If you have a child with a speech delay, you can relate to the difficulty of figuring out what your child wants or needs, especially when your child is frustrated and upset. It is easier to avoid the fit and give in to them pointing and grunting. However, a child needs to know the importance of communication. If I want something, I need to communicate in an appropriate way. Throwing a fit or grunting will not get me what I want or need.
An appropriate form of communicating, for a child with delayed speech, does not mean asking in full sentences. It doesn't even mean saying "please" and "thank you." It really depends on the speech level of your child. It could mean your child uses sign language for "more" or "mine." It could mean your child makes the beginning sound /b/ for the ball that (s)he wants. If you know your child can say, "more," except her to say it...Don't settle for "uhhh."
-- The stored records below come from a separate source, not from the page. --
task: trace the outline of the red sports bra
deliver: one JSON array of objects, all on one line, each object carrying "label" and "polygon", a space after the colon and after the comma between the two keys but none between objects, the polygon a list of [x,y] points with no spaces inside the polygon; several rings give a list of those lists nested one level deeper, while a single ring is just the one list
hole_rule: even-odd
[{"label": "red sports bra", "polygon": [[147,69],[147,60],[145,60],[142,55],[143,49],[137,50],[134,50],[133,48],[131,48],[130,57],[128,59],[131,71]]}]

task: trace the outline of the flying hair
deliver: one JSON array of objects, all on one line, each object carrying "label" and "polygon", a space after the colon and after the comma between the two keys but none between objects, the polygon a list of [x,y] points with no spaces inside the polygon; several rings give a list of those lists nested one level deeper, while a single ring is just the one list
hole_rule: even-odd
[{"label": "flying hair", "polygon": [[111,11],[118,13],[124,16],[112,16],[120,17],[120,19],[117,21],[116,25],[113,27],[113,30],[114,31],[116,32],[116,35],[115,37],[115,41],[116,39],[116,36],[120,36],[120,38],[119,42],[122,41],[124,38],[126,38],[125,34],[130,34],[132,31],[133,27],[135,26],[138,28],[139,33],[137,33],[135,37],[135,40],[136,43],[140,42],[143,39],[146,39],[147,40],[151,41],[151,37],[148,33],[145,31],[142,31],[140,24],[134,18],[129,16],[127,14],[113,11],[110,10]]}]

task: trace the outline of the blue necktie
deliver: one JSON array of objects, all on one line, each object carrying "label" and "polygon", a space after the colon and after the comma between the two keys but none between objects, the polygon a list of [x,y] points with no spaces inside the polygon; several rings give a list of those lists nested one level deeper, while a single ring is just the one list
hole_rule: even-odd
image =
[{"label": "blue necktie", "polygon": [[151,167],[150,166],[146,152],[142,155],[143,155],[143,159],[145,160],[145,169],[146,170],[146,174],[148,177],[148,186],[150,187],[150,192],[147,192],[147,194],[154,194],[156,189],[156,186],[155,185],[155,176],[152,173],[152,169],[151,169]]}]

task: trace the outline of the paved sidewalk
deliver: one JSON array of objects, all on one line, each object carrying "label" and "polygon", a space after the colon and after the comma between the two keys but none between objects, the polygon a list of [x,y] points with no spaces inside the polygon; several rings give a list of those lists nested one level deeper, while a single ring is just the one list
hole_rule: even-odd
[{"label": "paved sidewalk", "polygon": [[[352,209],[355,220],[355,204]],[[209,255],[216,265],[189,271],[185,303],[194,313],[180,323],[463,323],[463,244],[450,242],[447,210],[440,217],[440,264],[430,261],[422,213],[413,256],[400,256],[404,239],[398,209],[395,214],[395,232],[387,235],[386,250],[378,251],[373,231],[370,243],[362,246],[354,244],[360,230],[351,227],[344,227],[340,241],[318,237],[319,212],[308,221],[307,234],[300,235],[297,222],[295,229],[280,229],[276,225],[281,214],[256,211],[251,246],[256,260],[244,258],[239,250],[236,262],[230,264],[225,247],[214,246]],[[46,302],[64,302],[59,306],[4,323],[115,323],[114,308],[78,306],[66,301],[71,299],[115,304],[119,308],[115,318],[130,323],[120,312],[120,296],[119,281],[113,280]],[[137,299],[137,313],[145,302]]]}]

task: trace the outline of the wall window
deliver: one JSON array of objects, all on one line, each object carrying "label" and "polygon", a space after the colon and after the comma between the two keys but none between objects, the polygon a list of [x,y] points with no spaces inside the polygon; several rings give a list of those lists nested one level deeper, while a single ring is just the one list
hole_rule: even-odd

If your child can't communicate using words, meet him where he's at and encourage him or show him the next step. For example, your child is reaching for a ball and crying. You can grab the ball and give it to him to avoid a tantrum, or you can say, "ball please" or "/b/ ball." To show him the appropriate way to communicate. You can also go a step further and withhold the ball until your child shows some attempt to communicate appropriately. My four year old, Emily, does not have any speech delays, but she does forget to ask when she wants something. She usually says, "I want a drink or I'm thirsty." My goal for her is to say, "Can I have a drink please?" So, if she says, "I'm thirsty," I say, "Can I have a drink please?" and then wait for her to say it correctly. This may seem petty to some, but I am meeting Emily at the level she is at, and going a step further.
If we want our children to improve and grow, we need to give them the opportunity. We need to challenge them one step at a time.